Single-Family Homes Lift Housing Starts to Highest Level Since 2007

Led by demand for single-family homes, U.S. housing starts inched up 0.2 percent to a seasonally adjusted annual rate of 1.206 million units in July, the highest level since October 2007 when the housing market was on the eve of a meltdown.
The newly released data from the U.S. Department of Housing and Urban Development and the Commerce Department suggests a strengthening market which would help extend the economic expansion.

“Our builders are reporting more confidence in the market, and are stepping up production of single-family homes as a result,” said National Association of Home Builders Chairman Tom Woods, a home builder from Blue Springs, Mo. “However, builders are still reporting problems accessing land and labor.”
Approved building permits decreased 16.3 percent in July to an annual rate of 1.12 million, after achieving an eight-year high in June.

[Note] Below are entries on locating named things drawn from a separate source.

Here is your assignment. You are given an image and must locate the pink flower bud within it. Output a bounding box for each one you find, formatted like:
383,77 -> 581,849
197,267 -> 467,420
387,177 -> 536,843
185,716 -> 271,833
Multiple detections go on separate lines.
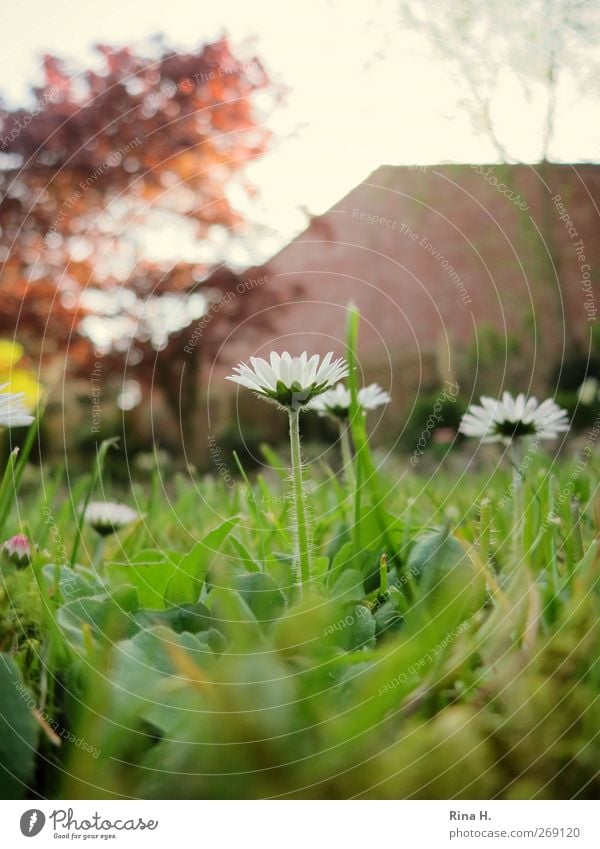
2,534 -> 31,566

Single-family permits dipped 1.9 percent to a rate of 679,000 while multifamily permits dropped 31.8 percent to 440,000.
July’s drop in the more volatile multifamily side is “a return to trend” after an unusually high June, said NAHB Chief Economist David Crowe.
“While multifamily production has fully recovered from the downturn, single-family starts are improving at a slow and sometimes intermittent rate as consumer confidence gradually rebounds,” Crowe said. “Continued job and economic growth will keep single-family housing moving forward.”